Stichwort «Präzision»: Ihr seid beide von eher kräftiger Statur. Braucht es in der Mikrotechnik nicht eher feine Fingerchen?

MÄCHLER: Ein weit verbreitetes Vorurteil: Natürlich handelt es sich beim Endprodukt oft um kleinste Teilchen oder das System enthält solche. Aber zur Herstellung benötigt man meist grössere Anlagen. Dabei behilft man sich auch mit entsprechenden Apparaturen, Systemen usw. Manchmal hilft es aber tatsächlich, wenn man eine ruhige Hand hat.

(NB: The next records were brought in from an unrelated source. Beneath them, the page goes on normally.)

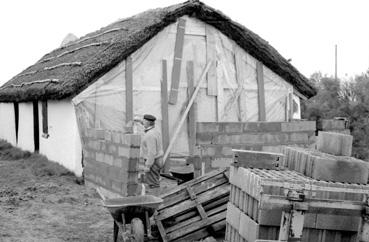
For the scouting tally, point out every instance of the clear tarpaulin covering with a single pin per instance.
(102, 104)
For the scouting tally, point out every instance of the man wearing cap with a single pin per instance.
(151, 151)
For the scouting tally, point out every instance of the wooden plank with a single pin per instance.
(207, 207)
(129, 92)
(164, 111)
(290, 100)
(16, 119)
(188, 204)
(177, 61)
(207, 185)
(197, 180)
(36, 131)
(239, 78)
(45, 126)
(261, 92)
(189, 105)
(196, 218)
(161, 230)
(212, 89)
(197, 225)
(192, 112)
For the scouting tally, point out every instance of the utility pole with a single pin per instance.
(335, 62)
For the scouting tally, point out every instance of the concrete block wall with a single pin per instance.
(215, 141)
(333, 125)
(111, 160)
(326, 167)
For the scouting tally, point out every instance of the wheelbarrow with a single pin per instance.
(133, 210)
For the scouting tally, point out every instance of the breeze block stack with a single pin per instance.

STAHEL: Die typischen mikrotechnischen Elemente, welche wir erstellen, sind ja meist so klein, dass auch die feinsten Finger diese nicht mehr greifen können. Deshalb sind die Anlagen so aufgebaut, dass wir die Komponenten nicht von Hand platzieren müssen. Die Auswahl der richtigen Werkzeuge und Methoden ist entscheidend. Im Reinraum kommt auch viel Chemie zum Einsatz – mit entsprechender Schutzkleidung. Das allein schränkt ja die manuelle Tätigkeit eh sehr ein.

Wie sieht eure Arbeit konkret aus?

STAHEL: Ein grosser Teil der Arbeit geschieht auch bei uns am Computer. Entwerfen, planen, administrative Arbeiten. Bei den praktischen Arbeiten gibt es wie gesagt auch Tätigkeiten im Reinraum. Ich betreibe viel Analytik, z. B. von elektrischen Eigenschaften von Schichten, arbeite mit dem Rasterelektronenmikroskop, erstelle Versuchsaufbauten für Tests. Zudem zeichne ich elektronische Komponenten. Meine Arbeit ist wirklich sehr abwechslungsreich.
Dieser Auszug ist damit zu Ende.